On December 9, officials detained 63-year-old Douglas Gutridge and charged him with Salazar's murder. Gutridge, who was an acquaintance of Salazar's and may have been the last person to see her alive, had long been suspected of the crime by police, notes the Register.

Gutridge had been contacted once by police 18 years after the murder, when officials received lab evidence that indicated an unidentified male had been in the victim's apartment at the time of her death. Gutridge volunteered a DNA sample in 2009, but the evidence was not enough to detain him at the time.
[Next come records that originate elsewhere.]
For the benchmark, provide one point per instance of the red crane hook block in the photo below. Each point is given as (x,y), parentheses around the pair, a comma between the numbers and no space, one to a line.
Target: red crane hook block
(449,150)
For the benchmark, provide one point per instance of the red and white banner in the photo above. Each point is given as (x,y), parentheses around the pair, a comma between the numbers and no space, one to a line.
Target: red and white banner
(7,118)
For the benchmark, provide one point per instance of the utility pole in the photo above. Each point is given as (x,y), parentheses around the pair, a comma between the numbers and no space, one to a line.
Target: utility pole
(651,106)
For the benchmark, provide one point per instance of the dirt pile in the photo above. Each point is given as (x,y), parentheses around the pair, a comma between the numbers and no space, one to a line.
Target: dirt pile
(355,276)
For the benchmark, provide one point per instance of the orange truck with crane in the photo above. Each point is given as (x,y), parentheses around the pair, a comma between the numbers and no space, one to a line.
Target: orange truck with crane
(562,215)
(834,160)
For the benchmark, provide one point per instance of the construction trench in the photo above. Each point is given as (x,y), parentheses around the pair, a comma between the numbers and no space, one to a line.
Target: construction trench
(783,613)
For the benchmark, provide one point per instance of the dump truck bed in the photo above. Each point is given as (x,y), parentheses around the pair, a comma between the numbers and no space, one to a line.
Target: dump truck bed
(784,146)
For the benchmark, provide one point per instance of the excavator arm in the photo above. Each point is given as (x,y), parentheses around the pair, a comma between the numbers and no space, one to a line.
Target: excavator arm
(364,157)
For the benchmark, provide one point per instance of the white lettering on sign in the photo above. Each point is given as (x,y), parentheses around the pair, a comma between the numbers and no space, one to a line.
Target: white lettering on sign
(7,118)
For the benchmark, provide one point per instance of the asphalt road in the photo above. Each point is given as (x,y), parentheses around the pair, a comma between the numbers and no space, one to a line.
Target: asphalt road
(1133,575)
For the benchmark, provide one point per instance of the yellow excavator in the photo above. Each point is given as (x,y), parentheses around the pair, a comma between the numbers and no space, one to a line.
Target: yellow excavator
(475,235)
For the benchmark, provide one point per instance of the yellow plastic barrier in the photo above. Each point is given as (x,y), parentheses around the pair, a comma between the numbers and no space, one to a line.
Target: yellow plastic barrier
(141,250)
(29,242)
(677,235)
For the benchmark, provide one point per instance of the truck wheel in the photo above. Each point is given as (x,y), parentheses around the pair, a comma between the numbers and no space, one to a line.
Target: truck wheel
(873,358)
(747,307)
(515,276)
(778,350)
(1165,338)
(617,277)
Five years later, Gutridge's arrest was made possible by advances in forensics -- which were able to both place Gutridge inside Salazar's apartment and show the placement of his hands on her body -- and through the work from a new Orange County Cold Case Homicide Task Force, established to address the area's more than 1,000 cold cases. Salazar's case was at the top of the task force's list and is the team's first arrest, officials told the Register.

Salazar's family and friends told reporters they never expected to see Salazar's murder solved.

"She deserved justice, she didn't deserve to die," said Christine McFadden, a friend who referred to Salazar as her "sister." "She was the total essence of love and compassion and friendship. She didn't have a mean bone in her body. ... When I got that call from detectives, hope came into my heart. But I won't be completely at peace until he's put away."

"It's a relief," Salazar's former husband, Robert Dougherty, said of Gutridge's arrest. "I want other families to be able to feel that too."

Gutridge is currently being held on $1 million bail and faces a maximum of 25 years to life in state prison, according to Los Angeles TV station KNBC. His arraignment is scheduled for January 2.